REX2-87: A Code For Calculating Self-Shielded Multigroup Neutron Cross Sections and Self-Shielding Factors From Preprocessed ENDF/B Basic Data Files

2. CONTRIBUTOR

Indira Gandhi Center for Atomic Research, India, through NEA Data Bank, France.

3. CODING LANGUAGE AND COMPUTER

Fortran IV; VAX 8810.

4. NATURE OF PROBLEM SOLVED

REX2-87 is a computer code developed for the calculation of self-shielded multigroup average cross sections, and self-shielding factors for total, elastic, fission and capture processes from an ENDF/B formatted nuclear data file in which the tabulated cross sections follow linear interpolation throughout.

5. METHOD OF SOLUTION

The linearly interpolated tabulated cross sections are normally obtained with the preprocessing codes RECENT, LINEAR, SIGMA1 (see PSR-159). REX2-87 is applied on the output of the SIGMA1 code which gives the Doppler broadened point cross sections so that self-shielded average cross sections and the associated self-shielding factors can be obtained corresponding to the temperature to which the point cross sections refer. The code calculates by default the averages in the resolved resonance region.

6. RESTRICTIONS OR LIMITATIONS

The maximum number of energy groups is 620.

7. TYPICAL RUNNING TIME

The sample input problems were tested at NEA Data Bank on a Vax 8810 computer.
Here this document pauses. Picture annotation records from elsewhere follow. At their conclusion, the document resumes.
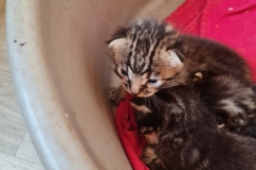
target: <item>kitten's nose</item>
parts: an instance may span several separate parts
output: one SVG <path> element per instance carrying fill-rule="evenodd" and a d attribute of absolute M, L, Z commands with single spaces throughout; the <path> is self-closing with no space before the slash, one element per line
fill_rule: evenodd
<path fill-rule="evenodd" d="M 139 93 L 134 94 L 133 92 L 131 92 L 131 94 L 132 94 L 133 95 L 137 95 Z"/>
<path fill-rule="evenodd" d="M 137 95 L 140 93 L 140 88 L 138 86 L 132 85 L 131 94 L 133 95 Z"/>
The total time was 85 CPU seconds.

8. COMPUTER HARDWARE REQUIREMENTS

REX2-87 runs on the VAX 8810.

9. COMPUTER SOFTWARE REQUIREMENTS

The code was written in Fortran IV. The NEA Data Bank used the VAX Fortran (version 5.0) under the VAX/VMS operating system.

10. REFERENCE

V. Gopalakrishnan, and S. Ganesan, "REX2-87, A Code for Calculating Self-Shielded Multigroup Neutron Cross Sections and Self-Shielding Factors From Preprocessed ENDF/B Basic Data File," IGCAR/NDS-18 (IAEA 0935) (November 1988).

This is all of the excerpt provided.